Damage to resident’s parking post    

  1. It was reasonable for the landlord to confirm to the resident that the MA could not be held responsible for damage to the personal parking post he installed. The leases show that the resident’s parking space is not part of the communal area and therefore the MA did not have any responsibility for the parking space. Similarly, as the resident installed the parking post the landlord would not have responsibility for covering the cost of repairs or compensating for the damage. It is understandable that the resident was frustrated about this, as he had reported the damage to the Police, and an improved entrance bollard and CCTV may have helped resolve the matter.
  2. The resident chose to install a parking post to secure his parking space, thus, it was his responsibility to maintain the post.

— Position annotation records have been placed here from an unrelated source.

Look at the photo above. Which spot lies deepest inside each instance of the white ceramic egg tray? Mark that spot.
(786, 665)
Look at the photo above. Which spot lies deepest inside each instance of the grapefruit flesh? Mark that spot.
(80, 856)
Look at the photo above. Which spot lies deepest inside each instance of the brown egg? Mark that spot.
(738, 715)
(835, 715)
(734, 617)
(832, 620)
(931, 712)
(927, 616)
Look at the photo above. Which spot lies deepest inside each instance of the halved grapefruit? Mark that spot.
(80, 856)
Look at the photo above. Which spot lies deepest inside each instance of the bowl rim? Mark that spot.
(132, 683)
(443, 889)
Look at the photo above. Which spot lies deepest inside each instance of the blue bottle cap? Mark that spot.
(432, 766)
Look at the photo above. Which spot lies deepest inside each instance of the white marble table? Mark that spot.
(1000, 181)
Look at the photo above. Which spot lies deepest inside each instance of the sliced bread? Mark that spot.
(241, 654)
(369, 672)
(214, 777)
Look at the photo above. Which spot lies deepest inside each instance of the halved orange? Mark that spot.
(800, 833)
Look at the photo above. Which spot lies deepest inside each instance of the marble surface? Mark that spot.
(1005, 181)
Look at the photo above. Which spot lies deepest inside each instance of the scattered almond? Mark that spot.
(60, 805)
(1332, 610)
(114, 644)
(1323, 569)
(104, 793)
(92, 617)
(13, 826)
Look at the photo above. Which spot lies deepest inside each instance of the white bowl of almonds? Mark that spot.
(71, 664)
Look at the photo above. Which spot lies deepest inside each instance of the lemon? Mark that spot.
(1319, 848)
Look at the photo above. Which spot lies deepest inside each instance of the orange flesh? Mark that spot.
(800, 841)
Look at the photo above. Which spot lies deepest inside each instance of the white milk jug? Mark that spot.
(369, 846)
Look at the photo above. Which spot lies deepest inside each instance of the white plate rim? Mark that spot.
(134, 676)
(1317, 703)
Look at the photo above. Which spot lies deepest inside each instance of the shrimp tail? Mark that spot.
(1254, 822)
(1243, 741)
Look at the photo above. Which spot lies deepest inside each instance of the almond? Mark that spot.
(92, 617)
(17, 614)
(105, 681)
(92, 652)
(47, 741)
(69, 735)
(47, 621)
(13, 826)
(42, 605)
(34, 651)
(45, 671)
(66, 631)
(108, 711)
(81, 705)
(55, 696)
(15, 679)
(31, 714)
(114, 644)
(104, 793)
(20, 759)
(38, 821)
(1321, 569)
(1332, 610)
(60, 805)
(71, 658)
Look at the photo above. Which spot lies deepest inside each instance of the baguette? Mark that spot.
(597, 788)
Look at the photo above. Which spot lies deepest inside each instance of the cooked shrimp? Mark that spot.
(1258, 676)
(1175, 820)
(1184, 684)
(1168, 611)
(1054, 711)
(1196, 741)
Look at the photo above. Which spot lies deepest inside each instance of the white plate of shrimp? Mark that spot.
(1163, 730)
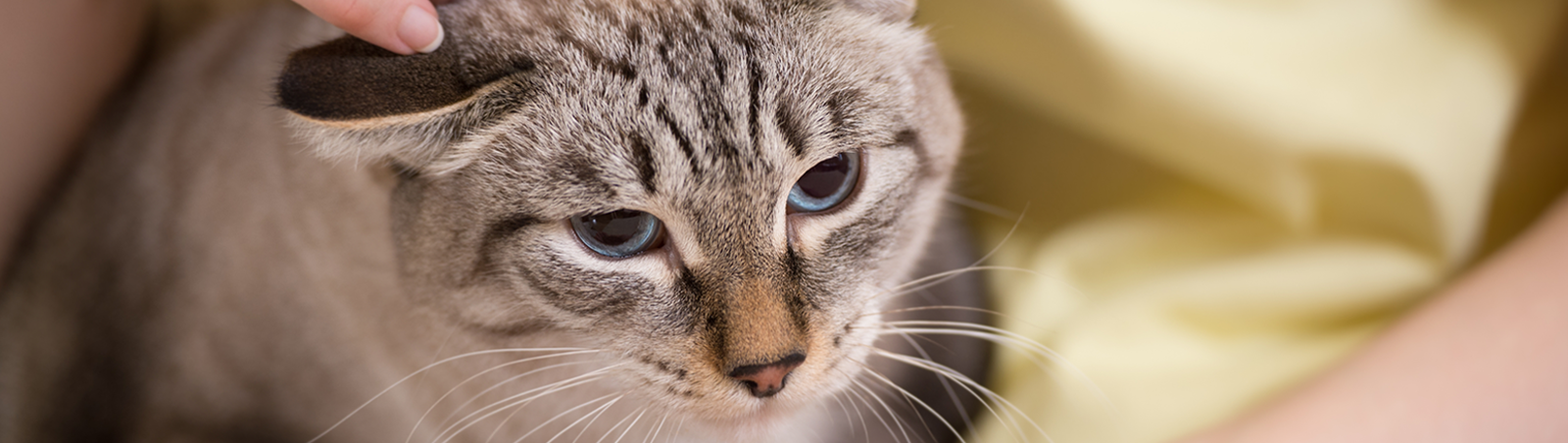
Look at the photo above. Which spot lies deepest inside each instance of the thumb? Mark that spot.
(399, 25)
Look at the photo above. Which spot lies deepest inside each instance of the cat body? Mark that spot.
(389, 253)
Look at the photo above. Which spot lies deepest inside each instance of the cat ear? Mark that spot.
(353, 99)
(888, 10)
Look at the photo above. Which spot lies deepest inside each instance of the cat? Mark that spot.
(676, 221)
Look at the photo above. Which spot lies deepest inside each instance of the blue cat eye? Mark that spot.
(618, 234)
(827, 184)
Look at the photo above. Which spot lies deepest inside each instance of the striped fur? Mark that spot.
(269, 292)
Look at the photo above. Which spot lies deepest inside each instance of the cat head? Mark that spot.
(720, 192)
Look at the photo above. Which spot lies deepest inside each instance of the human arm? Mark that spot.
(1486, 360)
(399, 25)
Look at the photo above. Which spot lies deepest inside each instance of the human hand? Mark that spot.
(399, 25)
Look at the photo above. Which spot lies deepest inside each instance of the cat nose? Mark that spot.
(767, 379)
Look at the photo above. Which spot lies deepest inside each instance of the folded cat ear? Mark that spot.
(353, 99)
(888, 10)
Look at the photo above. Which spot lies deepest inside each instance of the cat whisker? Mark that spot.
(980, 206)
(946, 385)
(914, 403)
(872, 409)
(974, 388)
(640, 412)
(430, 367)
(447, 419)
(559, 417)
(847, 418)
(679, 426)
(482, 393)
(941, 276)
(590, 417)
(651, 437)
(512, 401)
(1027, 346)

The landlord would reasonably be expected to ensure that the MA, which was responsible for ensuring managing the parking area, was maintaining the barrier which was in place to restrict access to the unauthorised users. The evidence does not indicate that the landlord’s responsibility extends to barriers put up by its individual leaseholders. The landlord is, therefore, not responsible for the damage to the parking posts. Any matters of criminal damage should be reported to the Police for investigation as the resident had done on these occasions.

Conclusion

  1. Overall, there were failings in the landlord’s response to the resident’s complaint. The landlord did not fully explain the leasehold relationships governing the management of the parking area and the options for enforcement, it also did not properly assess the resident’s concerns against the responsibilities in the leases. There is also no evidence that the landlord contacted the developer for a quicker resolution of the matter when it became apparent, as stated in the complaint response, that the developer did not intend to take action towards seeking a long term solution to the issue of the access barriers. This was identified as a cause of delay in progressing some issues.  
  2. The landlord’s offer of compensation to the resident was in acknowledgement of the delay in responding to the formal complaint. It has however not acknowledged the shortcomings summarised in the preceding paragraph, for which this Service finds that compensation is warranted.  
  3. It is noted in the resident’s correspondence with the Ombudsman that he had additional concerns following the completion of the complaints process. The Ombudsman is unable to formally investigate issues that have not progressed through a landlord’s complaints process and, as such, these issues have not been referenced in this investigation.

Determination

  1. In accordance with paragraph 52 of the Scheme, there was service failure by the landlord in its response to the resident’s concerns about the management and maintenance of the parking area.

Orders

  1. That the landlord pays the resident £150 compensation for the service failure in responding to his concerns about parking problems. This is in addition to previously awarded compensation.
  2. That the landlord writes to the resident explaining the leasehold relationships between the parties involved and its approach to enforcement of lease covenants. It should also explain its position on the management company and whether it can have any influence on progressing this. 
  3. Compliance with the above orders should be confirmed to the Housing Ombudsman within four weeks of the date of this determination.

Recommendation

  1. The landlord should strongly consider contacting the MA to seek its commitment to complete action on consultation with respect to the CCTV installation.